A total repeat content of 11 Mb, consisting of ∼20.34% of the genome, was identified. Among the classified TEs, 1,562 were DNA transposons (3.35% of the genome), 1,015 were long interspersed nuclear elements (LINE) (1.80%), and 4,459 were long terminal repeat retrotransposons elements (11.63%). The total number of classified TEs detected was similar in the genome of M. tecta (7,036) and M. phaseolina (7,313) from sorghum, whereas fewer TEs have been detected in the genome of M. phaseolina from jute (4,885), strawberry (5,294), and alfalfa (4,717), which were annotated using RepeatModeller/RepeatMasker (repeatmasker.org). The genome of M. tecta and M. phaseolina strains obtained from sorghum contained a greater number of DNA transposons that is, 1417–1562, including hobo-Activator and Tc1-IS630-Pogo compared with the genome of M. phaseolina strain obtained from strawberry (785 DNA transposons), jute (507 DNA transposons), and alfalfa (522 DNA transposons) (fig. 1). The accumulation of DNA transposons in Macrophomina species associated with sorghum is suggestive of the potential role of TEs in the adaptation and evolution of Macrophomina on this crop. In the wheat fungal pathogen Zymoseptoria tritici and its four wild-grass infecting sister species, the TE proportions varied in the genome of the Zymoseptoria species (Lorrain et al. 2021). The TE proportions of four wild-grass infecting Zymoseptoria species were higher than the TE proportions of Z. tritici strains. The TE variation observed Zymoseptoria species was shown to be associated with host adaptation and genome evolution (Lorrain et al. 2021).
Fig. 1.

Comparison of repeat elements and orthologous groups of Macrophomina genomes. (A) A total number of repeat elements for DNA transposons and retrotransposons detected in M. phaseolina (strains Al-1, 11–12, MS6, and BRIP 70780) and M. tecta (strain BRIP 70781). DNA transposons including hobo-Activator and Tc1-IS630-Pogo are more abundant in M. phaseolina strain BRIP 70780 and M. tecta strain BRIP 70781, both of which are associated with charcoal rot of sorghum. (B) UpSet plot showing the comparison of orthologous groups of M. tecta strain BRIP 70781 and four genomes of M. phaseolina strains. The red bar and dot represent the unique orthologous detected in M. tecta. The black dots/lines represent overlaps between orthologous clusters. The orthologous groups shared between five genomes was 9,618, which is excluded in the intersection size plot.
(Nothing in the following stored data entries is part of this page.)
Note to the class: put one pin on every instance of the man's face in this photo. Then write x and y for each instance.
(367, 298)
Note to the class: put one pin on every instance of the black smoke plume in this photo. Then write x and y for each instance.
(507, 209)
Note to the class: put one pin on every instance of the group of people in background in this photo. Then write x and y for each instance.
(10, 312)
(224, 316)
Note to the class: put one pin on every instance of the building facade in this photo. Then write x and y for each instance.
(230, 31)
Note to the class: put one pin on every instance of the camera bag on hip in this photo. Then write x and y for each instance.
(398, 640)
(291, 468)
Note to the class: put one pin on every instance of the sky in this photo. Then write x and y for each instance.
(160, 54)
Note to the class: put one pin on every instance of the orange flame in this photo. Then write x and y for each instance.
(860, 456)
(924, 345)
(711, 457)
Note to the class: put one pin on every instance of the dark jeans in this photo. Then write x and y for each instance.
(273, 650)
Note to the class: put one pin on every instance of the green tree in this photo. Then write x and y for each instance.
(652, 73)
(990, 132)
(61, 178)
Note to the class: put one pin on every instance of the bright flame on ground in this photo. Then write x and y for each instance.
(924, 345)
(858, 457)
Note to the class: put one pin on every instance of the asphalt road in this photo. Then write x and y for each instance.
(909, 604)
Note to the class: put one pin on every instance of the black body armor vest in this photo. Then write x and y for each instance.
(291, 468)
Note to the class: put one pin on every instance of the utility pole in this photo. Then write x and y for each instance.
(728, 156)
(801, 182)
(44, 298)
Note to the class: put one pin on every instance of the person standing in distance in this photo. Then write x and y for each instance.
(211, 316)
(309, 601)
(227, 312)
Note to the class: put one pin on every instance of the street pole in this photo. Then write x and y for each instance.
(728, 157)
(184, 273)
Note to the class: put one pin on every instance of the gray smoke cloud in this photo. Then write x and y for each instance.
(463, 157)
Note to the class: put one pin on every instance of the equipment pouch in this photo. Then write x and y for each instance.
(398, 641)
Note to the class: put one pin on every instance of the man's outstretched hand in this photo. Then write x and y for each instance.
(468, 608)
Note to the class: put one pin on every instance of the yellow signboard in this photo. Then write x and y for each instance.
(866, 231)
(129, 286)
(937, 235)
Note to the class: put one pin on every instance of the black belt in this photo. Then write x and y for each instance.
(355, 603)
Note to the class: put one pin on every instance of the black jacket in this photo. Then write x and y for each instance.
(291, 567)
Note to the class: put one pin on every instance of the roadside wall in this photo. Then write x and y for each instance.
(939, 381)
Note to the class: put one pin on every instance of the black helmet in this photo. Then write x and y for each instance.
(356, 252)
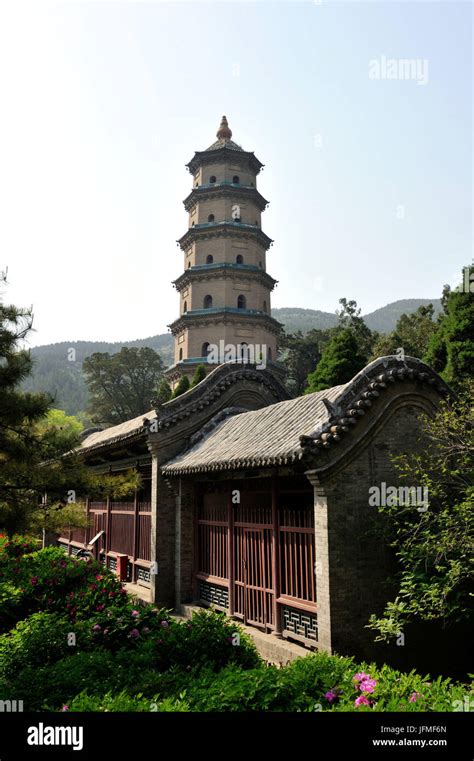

Comparison of repeat elements and orthologous groups of Macrophomina genomes. (A) A total number of repeat elements for DNA transposons and retrotransposons detected in M. phaseolina (strains Al-1, 11–12, MS6, and BRIP 70780) and M. tecta (strain BRIP 70781). DNA transposons including hobo-Activator and Tc1-IS630-Pogo are more abundant in M. phaseolina strain BRIP 70780 and M. tecta strain BRIP 70781, both of which are associated with charcoal rot of sorghum. (B) UpSet plot showing the comparison of orthologous groups of M. tecta strain BRIP 70781 and four genomes of M. phaseolina strains. The red bar and dot represent the unique orthologous detected in M. tecta. The black dots/lines represent overlaps between orthologous clusters. The orthologous groups shared between five genomes was 9,618, which is excluded in the intersection size plot.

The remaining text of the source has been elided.